Essa história é uma boa analogia com a
tragédia de 619 mil de mortos por covid-19 no Brasil, que parece não ser levada
em conta pelo atual ministro da Saúde. Pazuello tinha a desculpa da disciplina
militar (“ele manda, eu obedeço”). Queiroga, não. É um médico cujo juramento
está sendo rasgado, porque se tornou apenas mais um áulico negacionista no alto
escalão do governo.
Subnotificação
A vacinação em massa, que já atingiu 67,42%
da população brasileira com duas doses ou dose única graças ao SUS, e a menor
letalidade da nova variante ômicron vão evitar que o número de mortos se
multiplique outra vez. Entretanto, cresce exponencialmente o número de novos
casos de covid-19, inclusive entre os 37% já vacinados com três doses. A
subnotificação está mascarando a verdadeira dimensão da quarta onda no Brasil.

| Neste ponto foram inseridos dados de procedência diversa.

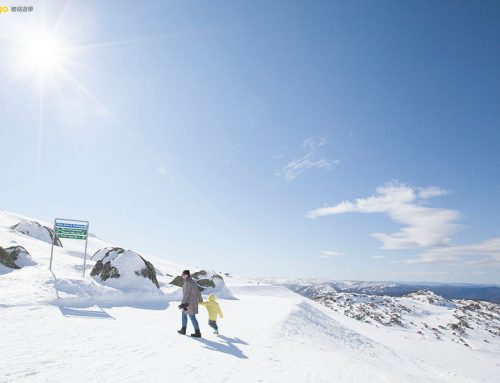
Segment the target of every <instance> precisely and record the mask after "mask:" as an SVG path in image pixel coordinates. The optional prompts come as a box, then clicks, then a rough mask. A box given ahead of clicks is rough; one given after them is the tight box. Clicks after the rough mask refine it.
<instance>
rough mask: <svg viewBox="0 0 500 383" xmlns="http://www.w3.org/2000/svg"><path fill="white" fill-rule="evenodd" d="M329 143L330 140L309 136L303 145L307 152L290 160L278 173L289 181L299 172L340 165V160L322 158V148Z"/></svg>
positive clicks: (326, 168)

O grande problema é que os não vacinados estão correndo risco de vida. E o
grande número de pacientes com influenza e/ou covid-19 já está impactando o
sistema hospitalar.
A falta de empatia de Bolsonaro com as
vítimas de covid-19 permanece a mesma: “Desconheço (o número de crianças mortas
por covid-19), mas, com toda certeza, existe algum moleque que morreu em função
de covid, mas que tinha algum problema de saúde grave ou tinha outra
comorbidade”. Em dezembro, registrou-se que 2.625 crianças e adolescentes entre
zero e 19 anos morreram de covid-19, desde o primeiro caso da doença no Brasil,
em março de 2020. Para qualquer família, perder uma criança ou um adolescente é
um trauma para o resto da vida. É muito antinatural os filhos morrerem antes
dos pais.
Bolsonaro sabota a estratégia de imunização
das crianças: “Você vai vacinar seu filho contra algo que, no jovem, por si só,
a possibilidade de morrer é de quase zero? O que está por trás disso? Qual é o
interesse da Anvisa por trás disso? Qual é o interesse das pessoas taradas por
vacina? É pela sua vida? Pela sua saúde? Se fosse, estariam preocupados com
outras doenças, e não estão. Não se deixe levar por propaganda”. O presidente
da República é um péssimo exemplo para a saúde pública.